Monday, July 19, 2004

Securitizing the Internet [Kozlovski]

A very passionate Nimrod Kozlovski came to us today to speak of the Internet and security.  An OII-SDP alumni from 2003, his abstract states the session will:

explore the regulatory and technological framework of the new security model and will offer critical analysis of its effect on the distribution of power in the information environment.

And that it did.

Nimrod began by explaining that the Internet was a security network in the beginning - not meant for the general public, rather the military network - therefore as a system that is TCP/IP-based, the security foundations are not adjustable to the e-commerce and mass-communication of civilian usage.  In fact, the Internet (as originally designed and used today) has no security solution for:
  1. Integrity of messages/information
  2. Confidentiality (quite the opposite – the Internet was built to ensure information was as accessible as possible – contained in many nodes – see point 3.)
  3. Availability (information availability vs. node/server availability
So, how can we securitise the Internet when it is not already built into it? Nimrod tells us how with three strategies for increasing security: technology; social/bsuiness changes; or legal changes.
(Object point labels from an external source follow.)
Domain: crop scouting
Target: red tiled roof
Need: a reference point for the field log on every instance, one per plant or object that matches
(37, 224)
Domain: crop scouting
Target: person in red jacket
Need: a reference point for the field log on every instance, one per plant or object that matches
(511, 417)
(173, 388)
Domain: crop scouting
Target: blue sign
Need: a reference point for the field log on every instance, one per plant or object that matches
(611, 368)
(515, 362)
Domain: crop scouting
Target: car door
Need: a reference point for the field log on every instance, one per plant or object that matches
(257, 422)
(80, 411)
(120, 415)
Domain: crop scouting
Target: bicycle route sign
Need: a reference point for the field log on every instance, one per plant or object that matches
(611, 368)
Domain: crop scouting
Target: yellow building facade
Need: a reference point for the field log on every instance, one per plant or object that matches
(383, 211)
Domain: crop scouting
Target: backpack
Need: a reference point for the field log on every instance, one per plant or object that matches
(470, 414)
In the first instance we can change in underlying technological make-up of the Internet, though Nimrod doesn’t see this as a viable option.  Instead, he suggests we build more layers into the technology in order to accommodate security threats, though still would, and I quote, 'gain so-so security’.

Secondly, we can look at social or business changes.  That is, changes in the social practices in Internet consumption (e.g. more trust; exclusion before inclusion; more ‘zone-gate’ communities; usage based on certainty of who you’re interacting with.)

Lastly, we look to three stages of Cybercrime Law for a possible legal framwork to securitise the Internet.  With Cybercrime 1.0, we saw  changing definitions of criminal legislation, e.g. including the stealing of information to cover things that happen in the virtual world.  With Cybercrime 2.0, the law realized that we have procedural and evidentiary issues that are problematic in enforcing cybercrimes: jurisdiction issues due to the global reach of the Internet, i.e. what if something happens online? Which country does it get tried at? What about cross-jurisdiction evidence collection e.g. territories, boundaries?  How do we treat virtual documents in physical prosecution?  Also, anonymous surfing and identities allows detachment from the cyber-crime, thus Nimrod told us the 'true cybercriminals' never see court.  Lastly, Cybercrime 3.0 is the current battlefield that is negotiating security theory and policy choices for a communication medium such as the Internet.